VARs Struggle To Keep Up With Wall Street's Wild Ride
September 30, 2008 4:38 PM ET
It's a straightforward question, but the answer, according to John McNeely, is anything but simple: How has the wild ride of Wall Street this week impacted your business?
The CEO and president of Sword & Shield Enterprise Security, a Knoxville, Tenn.-based solution provider, said it's a hard question to answer because his business is being hit on a number of fronts these days.
The good news is that U.S. stocks rebounded Tuesday, a day after the Dow Jones fell 777 points when Congress couldn't agree on a financial markets bailout. The Dow rose 485 points or 4.7 percent Tuesday.

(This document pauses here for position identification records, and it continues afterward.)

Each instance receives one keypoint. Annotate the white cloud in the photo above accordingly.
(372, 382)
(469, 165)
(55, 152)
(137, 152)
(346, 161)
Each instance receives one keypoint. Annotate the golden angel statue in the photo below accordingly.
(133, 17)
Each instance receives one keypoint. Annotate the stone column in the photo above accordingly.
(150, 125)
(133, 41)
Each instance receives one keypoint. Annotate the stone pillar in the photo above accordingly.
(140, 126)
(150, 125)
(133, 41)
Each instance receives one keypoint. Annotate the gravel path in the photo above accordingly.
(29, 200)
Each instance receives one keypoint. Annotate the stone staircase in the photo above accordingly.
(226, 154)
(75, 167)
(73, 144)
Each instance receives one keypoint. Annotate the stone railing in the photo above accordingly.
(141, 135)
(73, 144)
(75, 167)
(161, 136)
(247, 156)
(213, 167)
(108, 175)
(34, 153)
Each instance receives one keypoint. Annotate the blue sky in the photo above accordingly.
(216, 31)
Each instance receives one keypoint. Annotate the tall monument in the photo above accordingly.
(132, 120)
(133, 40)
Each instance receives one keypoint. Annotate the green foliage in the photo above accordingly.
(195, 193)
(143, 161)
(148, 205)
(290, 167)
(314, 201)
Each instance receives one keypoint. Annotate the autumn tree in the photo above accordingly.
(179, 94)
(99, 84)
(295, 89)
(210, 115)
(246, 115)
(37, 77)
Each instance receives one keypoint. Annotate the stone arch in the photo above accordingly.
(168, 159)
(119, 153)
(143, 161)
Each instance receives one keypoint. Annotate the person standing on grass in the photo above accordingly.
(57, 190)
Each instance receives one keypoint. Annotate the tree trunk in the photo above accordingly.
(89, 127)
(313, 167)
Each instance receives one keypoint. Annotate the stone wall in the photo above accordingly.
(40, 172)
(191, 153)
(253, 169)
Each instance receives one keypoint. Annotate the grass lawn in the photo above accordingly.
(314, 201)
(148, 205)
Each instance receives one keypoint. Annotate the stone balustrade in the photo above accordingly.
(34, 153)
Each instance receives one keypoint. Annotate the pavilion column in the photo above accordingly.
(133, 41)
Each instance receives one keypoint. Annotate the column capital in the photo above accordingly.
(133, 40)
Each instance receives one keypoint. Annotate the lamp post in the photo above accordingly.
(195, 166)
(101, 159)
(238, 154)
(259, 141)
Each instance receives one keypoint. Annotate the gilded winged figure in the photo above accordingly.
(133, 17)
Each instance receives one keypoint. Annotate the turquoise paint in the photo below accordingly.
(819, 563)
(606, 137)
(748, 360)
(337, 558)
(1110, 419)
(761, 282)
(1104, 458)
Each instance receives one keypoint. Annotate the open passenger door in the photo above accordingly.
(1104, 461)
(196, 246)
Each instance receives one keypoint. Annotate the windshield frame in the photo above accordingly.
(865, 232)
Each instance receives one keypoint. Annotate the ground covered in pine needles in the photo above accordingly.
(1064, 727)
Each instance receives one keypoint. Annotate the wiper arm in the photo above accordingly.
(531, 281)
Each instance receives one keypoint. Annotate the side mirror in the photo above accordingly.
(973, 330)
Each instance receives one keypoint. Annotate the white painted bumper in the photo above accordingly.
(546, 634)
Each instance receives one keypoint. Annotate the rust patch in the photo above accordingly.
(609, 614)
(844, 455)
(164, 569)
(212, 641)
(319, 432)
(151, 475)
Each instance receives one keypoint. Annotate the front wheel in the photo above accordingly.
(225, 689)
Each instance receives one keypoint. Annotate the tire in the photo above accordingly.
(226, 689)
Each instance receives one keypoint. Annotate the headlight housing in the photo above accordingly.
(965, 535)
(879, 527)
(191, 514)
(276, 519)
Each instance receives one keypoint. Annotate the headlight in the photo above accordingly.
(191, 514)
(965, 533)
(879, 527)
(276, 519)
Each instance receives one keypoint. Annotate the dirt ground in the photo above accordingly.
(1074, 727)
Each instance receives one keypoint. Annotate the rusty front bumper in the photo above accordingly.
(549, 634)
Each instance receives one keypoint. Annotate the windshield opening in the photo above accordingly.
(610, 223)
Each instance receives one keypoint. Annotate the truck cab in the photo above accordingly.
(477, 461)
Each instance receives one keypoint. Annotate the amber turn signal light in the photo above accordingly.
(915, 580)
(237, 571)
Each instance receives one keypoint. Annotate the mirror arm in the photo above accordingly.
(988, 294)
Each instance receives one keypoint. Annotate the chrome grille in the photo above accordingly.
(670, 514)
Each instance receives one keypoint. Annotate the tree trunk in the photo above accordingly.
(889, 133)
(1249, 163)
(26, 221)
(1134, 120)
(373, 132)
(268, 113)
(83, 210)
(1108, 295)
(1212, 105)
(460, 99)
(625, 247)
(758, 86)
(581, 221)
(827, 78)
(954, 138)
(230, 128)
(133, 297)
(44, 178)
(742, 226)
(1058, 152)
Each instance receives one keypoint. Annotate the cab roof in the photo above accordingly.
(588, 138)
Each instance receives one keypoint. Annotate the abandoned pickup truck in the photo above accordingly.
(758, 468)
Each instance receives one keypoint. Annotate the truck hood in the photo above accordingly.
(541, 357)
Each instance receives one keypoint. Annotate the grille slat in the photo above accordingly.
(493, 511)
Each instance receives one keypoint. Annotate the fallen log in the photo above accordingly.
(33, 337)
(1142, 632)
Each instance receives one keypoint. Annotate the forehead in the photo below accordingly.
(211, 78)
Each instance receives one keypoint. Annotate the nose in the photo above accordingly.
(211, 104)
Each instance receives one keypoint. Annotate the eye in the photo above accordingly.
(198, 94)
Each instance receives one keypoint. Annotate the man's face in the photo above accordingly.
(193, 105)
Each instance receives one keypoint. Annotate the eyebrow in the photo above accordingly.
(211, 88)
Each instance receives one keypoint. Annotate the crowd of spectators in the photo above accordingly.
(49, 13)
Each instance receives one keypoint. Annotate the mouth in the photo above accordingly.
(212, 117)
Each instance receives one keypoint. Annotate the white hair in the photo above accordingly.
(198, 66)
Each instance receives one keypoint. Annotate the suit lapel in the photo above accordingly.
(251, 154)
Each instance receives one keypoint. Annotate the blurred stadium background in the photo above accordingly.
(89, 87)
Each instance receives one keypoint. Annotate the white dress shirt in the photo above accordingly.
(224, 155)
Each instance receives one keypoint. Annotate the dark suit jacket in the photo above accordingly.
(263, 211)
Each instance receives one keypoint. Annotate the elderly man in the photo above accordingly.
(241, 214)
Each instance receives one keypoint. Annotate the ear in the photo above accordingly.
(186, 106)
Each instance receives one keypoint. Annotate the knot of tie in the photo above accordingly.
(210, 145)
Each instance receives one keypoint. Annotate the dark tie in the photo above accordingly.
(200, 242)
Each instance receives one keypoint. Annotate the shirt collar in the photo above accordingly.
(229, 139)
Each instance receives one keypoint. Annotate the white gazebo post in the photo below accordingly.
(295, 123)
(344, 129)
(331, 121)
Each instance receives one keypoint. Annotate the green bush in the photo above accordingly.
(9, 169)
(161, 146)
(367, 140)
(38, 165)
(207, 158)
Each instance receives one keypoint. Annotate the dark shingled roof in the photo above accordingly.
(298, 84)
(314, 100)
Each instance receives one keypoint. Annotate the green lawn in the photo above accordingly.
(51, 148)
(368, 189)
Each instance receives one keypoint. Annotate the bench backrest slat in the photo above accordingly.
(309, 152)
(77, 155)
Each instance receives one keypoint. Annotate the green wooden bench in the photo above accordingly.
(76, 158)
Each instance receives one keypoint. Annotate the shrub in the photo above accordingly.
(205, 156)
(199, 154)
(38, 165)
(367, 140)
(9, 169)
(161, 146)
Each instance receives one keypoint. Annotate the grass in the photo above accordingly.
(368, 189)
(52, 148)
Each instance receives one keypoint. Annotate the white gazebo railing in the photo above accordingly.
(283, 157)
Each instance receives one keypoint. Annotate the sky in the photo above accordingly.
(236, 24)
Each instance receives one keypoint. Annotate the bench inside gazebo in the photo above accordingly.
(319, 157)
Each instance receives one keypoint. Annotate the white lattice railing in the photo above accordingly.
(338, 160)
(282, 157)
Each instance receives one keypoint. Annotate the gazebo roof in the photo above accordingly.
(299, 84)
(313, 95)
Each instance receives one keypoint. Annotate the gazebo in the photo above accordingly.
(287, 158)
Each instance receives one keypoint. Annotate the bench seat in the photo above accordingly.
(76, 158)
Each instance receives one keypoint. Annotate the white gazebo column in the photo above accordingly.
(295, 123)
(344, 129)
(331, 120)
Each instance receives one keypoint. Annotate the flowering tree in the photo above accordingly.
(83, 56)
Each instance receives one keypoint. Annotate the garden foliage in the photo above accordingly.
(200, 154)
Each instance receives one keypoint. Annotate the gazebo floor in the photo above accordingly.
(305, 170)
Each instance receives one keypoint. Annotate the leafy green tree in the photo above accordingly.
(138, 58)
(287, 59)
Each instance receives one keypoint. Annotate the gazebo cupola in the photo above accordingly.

Meanwhile, the tech-heavy Nasdaq Composite Index was up 99 points or 5 percent.
But McNeely points out that the wild economic swings of recent weeks can fester in many different ways. For one, there's the gasoline crisis snaking its way through several Southern cities, most recently and perhaps most notably Atlanta. Knoxville, about three hours north of Atlanta, recently had some of the highest prices in the country, based solely on rumors of an impending shortage.
"We are a consulting company so we have to go onsite for engagements, which affects our travel expenses and increases our rates [to customers]," McNeely said. Typically, gas prices in this college town are below the national average, he added.
Then there's the financial markets situation. Sword & Shield deals mainly with regional banks that haven't been impacted by the struggles of the big financial institutions, but McNeely is smart enough to know his company's financial security can change tomorrow.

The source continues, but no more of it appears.